Message Too Old, No Replies

What is billion (3.3 billions pages in Google-2004)

Billion = 1000...00?

         

Bambarbia

6:40 pm on May 9, 2007 (gmt 0)



I am still trying to understand what billion is:

The supplemental collection of pages has been collected from the web just like the 3.3 billion pages in Google's main index.
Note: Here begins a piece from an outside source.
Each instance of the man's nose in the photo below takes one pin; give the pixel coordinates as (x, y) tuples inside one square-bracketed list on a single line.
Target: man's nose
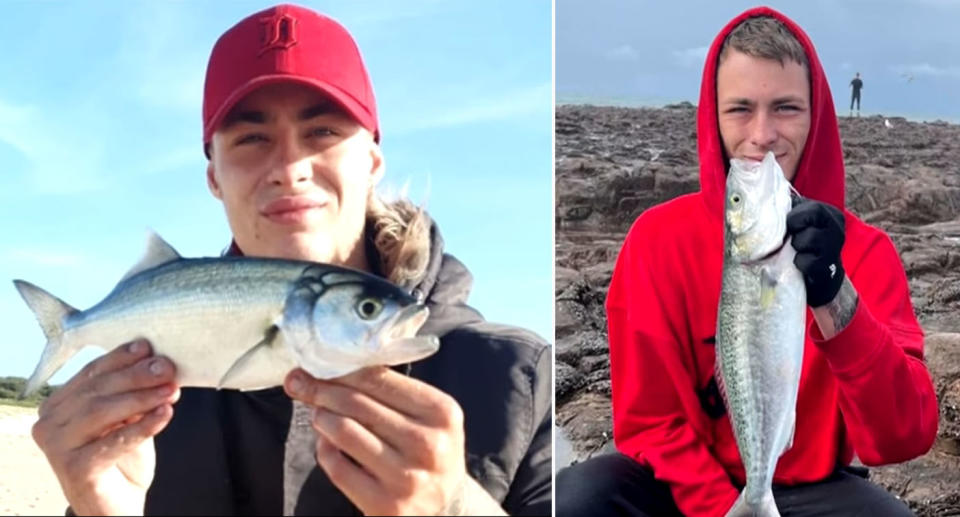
[(292, 163), (763, 131)]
Is it 3,300,000,000 (USA), or 3,300,000,000,000 (UK)?

Thanks

tedster

6:41 pm on May 9, 2007 (gmt 0)

WebmasterWorld Senior Member 10+ Year Member



No doubt it's the US meaning of "billion"

Bambarbia

7:20 pm on May 9, 2007 (gmt 0)



10,000,000,000 is too small for BigDaddy!

Delay between subsequent fetch: 2.5 seconds

Number of pages-per-day fetched by a single (and very lazy) thread: 34,560

Number of pages-per-day crawled by a single very cheap process(or) with 100 threads: 3,456,000

Number of days to crawl whole web using single process: 2894

Number of computers needed for whole-web monthly recrawling:
2894/30 = 96

Google has at least 10000 crawlers (hardware, CPUs)...
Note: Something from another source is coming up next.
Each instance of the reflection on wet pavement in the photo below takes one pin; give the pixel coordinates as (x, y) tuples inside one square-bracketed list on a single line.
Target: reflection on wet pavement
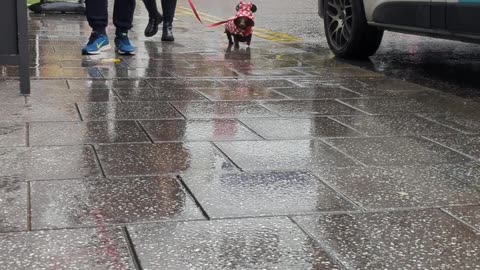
[(189, 155)]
100 threads with 2.5 delay can run on a single CPU concurrently, crawl+outlink_extract+new_crawl+...+index; also some replication takes time, so I can have some percentage of mistake in calculations...

However difference between 96 and 10000 is huge, isn't it?

It could be: 100 crawlers, 100 parsers, 100 indexers, 100 PR Calculators, 100 replicators, and it could be less than 1000. Is BigDaddy really big? 100 millions websites, 1000 pages per site (in average)... 100 billions...

g1smd

12:59 pm on May 10, 2007 (gmt 0)

WebmasterWorld Senior Member 10+ Year Member Top Contributors Of The Month



I suspect that a single process pulls data from several different sites simultaneously.. and there are hundreds of Googlebots scouring the web.

Bambarbia

6:44 pm on May 10, 2007 (gmt 0)



I agree,
Single process can grab 1000 pages per second, from 2500 different sites concurrently (which will give us "virtually lazy thread" grabbing pages from one site only, with delay= 2.5 seconds)
Again, according to simple (or similar) calculations we can have same size index with 100 "average" computers only... within just month.

(multithreaded process with 2500 lazy threads is better than single-threaded just because there is always network delay such as 1.5-2 seconds of response time; let's forget tech. jargon... calculations remain the same).